En effet, le film frappe par son réalisme, que ce soit dans ses belles scènes érotiques respirant la vie ou l’approche de la maladie de Carmen et la dégénérescence qui en découle. Ceux qui sont un peu familier des Pays-Bas et du cinéma batave (en tout cas ce qu’a pu montrer notamment Verhoeven) savent combien ce pays ne cesse de surprendre, ses artistes s’exprimant librement et composant spontanément avec les tabous de la société. En cela, toutes propensions gardées, En plein cœur rappelle parfois un Turkish Delices de Verhoeven lui aussi traversé par le sexe et l’agonie. Il est probable que si le film à eu un si grand succès là-bas, c’est parce qu’il reflète pleinement la mentalité hollandaise, que les hollandais s’y retrouvent, parce qu’il regarde leur société droit dans les yeux, sans s’embarrasser d’interdits. A ce titre, l’ambiguïté du personnage de Stijn hors des archétypes hollywoodiens heurte et séduit, parce qu’il est définitivement plus un homme qu’un héros. Et ce sont les épreuves qu’il va vivre qui vont le faire murir et enfin se ressaisir pour affronter gravement ses responsabilités. L’interprétation est un des autres points forts du film : Barry Atsma, acteur de théâtre, apparu quelque fois à la télé hollandaise, parvient à jouer subtilement sur plusieurs registres tout au long du film avec un final tout en émotions et subtilité lors de la phase terminale de Carmen. Il arrive parfaitement à incarner la virilité positive des néerlandais, leur attitude parfois excessive et aussi leur qualité de cœurs ainsi qu’une certaine forme de gravité liée à l’histoire de leur pays. Quant à Carice Van Houten, après nous avoir hypnotisé dans Black Book (on l’a revue dans l’émouvant Dorothy d’Agnès Merlet et Walkyrie de Brian Singer) elle porte de bout en bout, à bras le corps, le calvaire de Carmen, avec une justesse époustouflante. Elle n’hésite pas à donner de sa personne et se mettre en péril physiquement, de l’exploitation de sa sensualité naturelle à la dégradation inéluctable, mêlant à la fois légèreté et gravité, le poids de sa souffrance et son combat contre la maladie. Elle nous emmène sur le douloureux chemin que parcourt Carmen, nous faisant ressentir avec force son martyr.

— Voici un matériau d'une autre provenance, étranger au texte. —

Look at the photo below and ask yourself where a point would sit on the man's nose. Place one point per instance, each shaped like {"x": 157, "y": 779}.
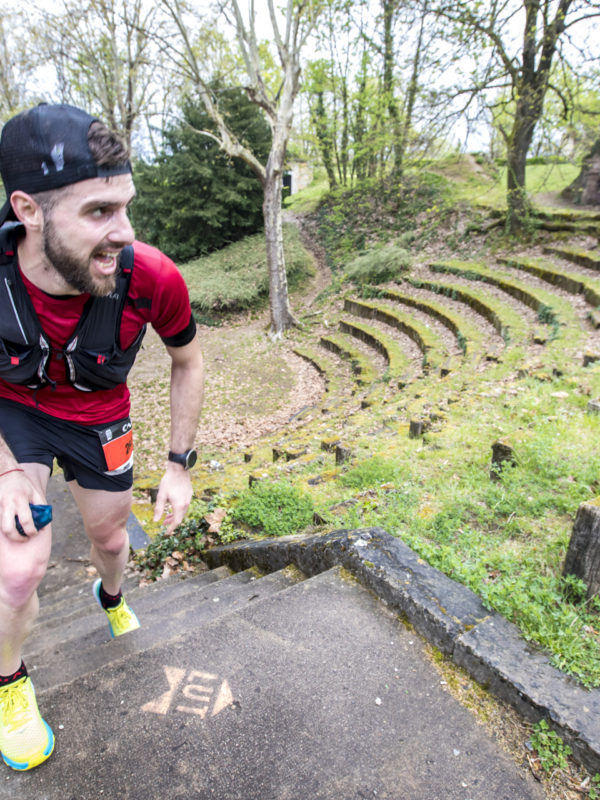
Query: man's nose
{"x": 121, "y": 229}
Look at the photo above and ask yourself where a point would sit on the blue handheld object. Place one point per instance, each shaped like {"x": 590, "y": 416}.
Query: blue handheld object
{"x": 42, "y": 515}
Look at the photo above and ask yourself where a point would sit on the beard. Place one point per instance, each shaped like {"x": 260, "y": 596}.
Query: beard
{"x": 74, "y": 269}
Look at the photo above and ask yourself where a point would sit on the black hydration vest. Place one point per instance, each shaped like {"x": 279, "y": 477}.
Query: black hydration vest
{"x": 93, "y": 357}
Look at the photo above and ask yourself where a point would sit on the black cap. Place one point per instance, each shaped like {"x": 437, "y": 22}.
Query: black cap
{"x": 45, "y": 148}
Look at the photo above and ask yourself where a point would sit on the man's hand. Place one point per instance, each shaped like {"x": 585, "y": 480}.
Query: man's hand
{"x": 175, "y": 488}
{"x": 16, "y": 493}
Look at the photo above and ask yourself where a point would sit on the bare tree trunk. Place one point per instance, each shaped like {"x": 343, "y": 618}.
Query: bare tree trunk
{"x": 281, "y": 313}
{"x": 516, "y": 197}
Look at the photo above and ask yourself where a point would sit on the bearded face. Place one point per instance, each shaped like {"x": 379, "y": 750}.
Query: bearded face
{"x": 85, "y": 228}
{"x": 75, "y": 268}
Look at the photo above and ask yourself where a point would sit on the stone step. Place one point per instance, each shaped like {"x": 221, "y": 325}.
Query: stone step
{"x": 547, "y": 271}
{"x": 584, "y": 258}
{"x": 399, "y": 367}
{"x": 538, "y": 301}
{"x": 164, "y": 619}
{"x": 363, "y": 369}
{"x": 469, "y": 338}
{"x": 78, "y": 600}
{"x": 315, "y": 692}
{"x": 90, "y": 620}
{"x": 430, "y": 345}
{"x": 507, "y": 323}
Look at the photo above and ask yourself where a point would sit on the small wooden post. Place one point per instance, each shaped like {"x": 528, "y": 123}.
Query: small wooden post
{"x": 416, "y": 428}
{"x": 502, "y": 454}
{"x": 583, "y": 555}
{"x": 342, "y": 454}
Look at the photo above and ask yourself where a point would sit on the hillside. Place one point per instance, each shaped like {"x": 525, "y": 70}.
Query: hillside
{"x": 383, "y": 407}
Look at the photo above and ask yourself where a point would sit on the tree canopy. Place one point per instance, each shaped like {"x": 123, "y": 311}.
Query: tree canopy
{"x": 194, "y": 198}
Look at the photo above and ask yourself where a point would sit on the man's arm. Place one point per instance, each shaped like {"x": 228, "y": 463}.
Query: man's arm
{"x": 16, "y": 492}
{"x": 187, "y": 391}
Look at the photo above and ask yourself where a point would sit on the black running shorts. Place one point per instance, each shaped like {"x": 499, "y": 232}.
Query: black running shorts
{"x": 34, "y": 436}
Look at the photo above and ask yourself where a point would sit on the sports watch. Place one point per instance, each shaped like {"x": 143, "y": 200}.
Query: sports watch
{"x": 187, "y": 459}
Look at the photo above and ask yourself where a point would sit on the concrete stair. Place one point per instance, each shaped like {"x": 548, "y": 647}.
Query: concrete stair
{"x": 243, "y": 686}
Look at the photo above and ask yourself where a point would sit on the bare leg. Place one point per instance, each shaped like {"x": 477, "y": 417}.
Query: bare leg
{"x": 104, "y": 517}
{"x": 22, "y": 567}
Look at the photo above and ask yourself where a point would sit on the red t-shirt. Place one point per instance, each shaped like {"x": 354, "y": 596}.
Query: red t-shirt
{"x": 163, "y": 301}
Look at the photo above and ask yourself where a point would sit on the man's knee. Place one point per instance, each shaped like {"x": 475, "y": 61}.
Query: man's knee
{"x": 20, "y": 579}
{"x": 110, "y": 542}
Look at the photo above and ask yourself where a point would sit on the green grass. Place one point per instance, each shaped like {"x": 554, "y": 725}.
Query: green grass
{"x": 307, "y": 200}
{"x": 506, "y": 540}
{"x": 236, "y": 277}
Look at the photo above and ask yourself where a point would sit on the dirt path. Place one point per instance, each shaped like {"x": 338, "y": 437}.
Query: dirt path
{"x": 253, "y": 386}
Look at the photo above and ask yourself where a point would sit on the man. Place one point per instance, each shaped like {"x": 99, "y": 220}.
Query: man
{"x": 75, "y": 298}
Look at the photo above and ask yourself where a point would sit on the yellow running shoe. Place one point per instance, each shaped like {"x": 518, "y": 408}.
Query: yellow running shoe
{"x": 121, "y": 618}
{"x": 26, "y": 740}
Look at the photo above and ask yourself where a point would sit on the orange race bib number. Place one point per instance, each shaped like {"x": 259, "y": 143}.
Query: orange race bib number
{"x": 117, "y": 445}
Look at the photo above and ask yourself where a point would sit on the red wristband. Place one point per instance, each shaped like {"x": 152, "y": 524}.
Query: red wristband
{"x": 8, "y": 471}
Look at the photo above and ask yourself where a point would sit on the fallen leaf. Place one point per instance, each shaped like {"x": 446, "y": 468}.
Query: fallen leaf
{"x": 215, "y": 519}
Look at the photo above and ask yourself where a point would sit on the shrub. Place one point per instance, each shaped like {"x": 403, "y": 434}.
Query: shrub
{"x": 370, "y": 473}
{"x": 378, "y": 266}
{"x": 278, "y": 509}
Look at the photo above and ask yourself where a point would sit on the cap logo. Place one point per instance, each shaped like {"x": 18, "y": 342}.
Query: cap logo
{"x": 58, "y": 156}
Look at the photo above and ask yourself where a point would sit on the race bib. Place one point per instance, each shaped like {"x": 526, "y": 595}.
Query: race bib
{"x": 117, "y": 445}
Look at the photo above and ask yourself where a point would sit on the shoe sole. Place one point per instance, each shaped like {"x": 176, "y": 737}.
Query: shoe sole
{"x": 96, "y": 591}
{"x": 35, "y": 761}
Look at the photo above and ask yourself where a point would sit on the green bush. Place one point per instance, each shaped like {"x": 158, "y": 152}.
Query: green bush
{"x": 236, "y": 277}
{"x": 194, "y": 199}
{"x": 352, "y": 220}
{"x": 278, "y": 509}
{"x": 378, "y": 266}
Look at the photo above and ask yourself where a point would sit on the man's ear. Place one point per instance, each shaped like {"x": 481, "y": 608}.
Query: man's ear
{"x": 27, "y": 210}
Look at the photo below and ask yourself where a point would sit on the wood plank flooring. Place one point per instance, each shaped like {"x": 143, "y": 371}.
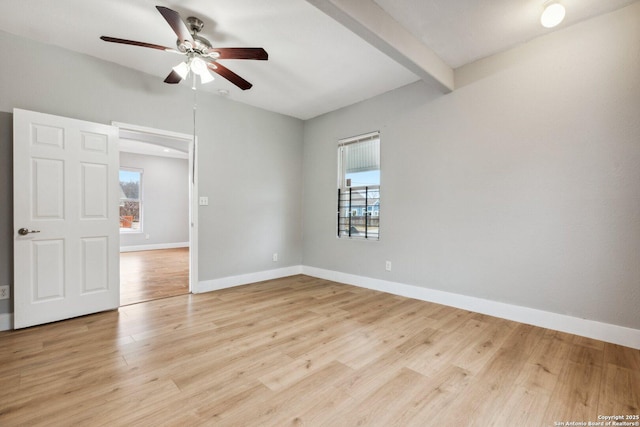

Il est enfin difficile d’occulter le véritable plaidoyer pour l’euthanasie qui emmaille ce film et concourt à ancrer encore plus cette pratique médicale dans la vie des néerlandais. Etant un des rares pays à avoir courageusement légalisé cette pratique, émettons l’hypothèse que ce thème délicat a fortement concouru à l’émotion de spectateurs hollandais déjà sensibilisés. On peut ainsi se demander si le film sera un jour distribué en France où le consensus est loin d’être général, en tout cas du côté des politiques. En plein cœur reste un très beau mélo, qui vous tire les larmes des yeux et vous dépoussière l’âme.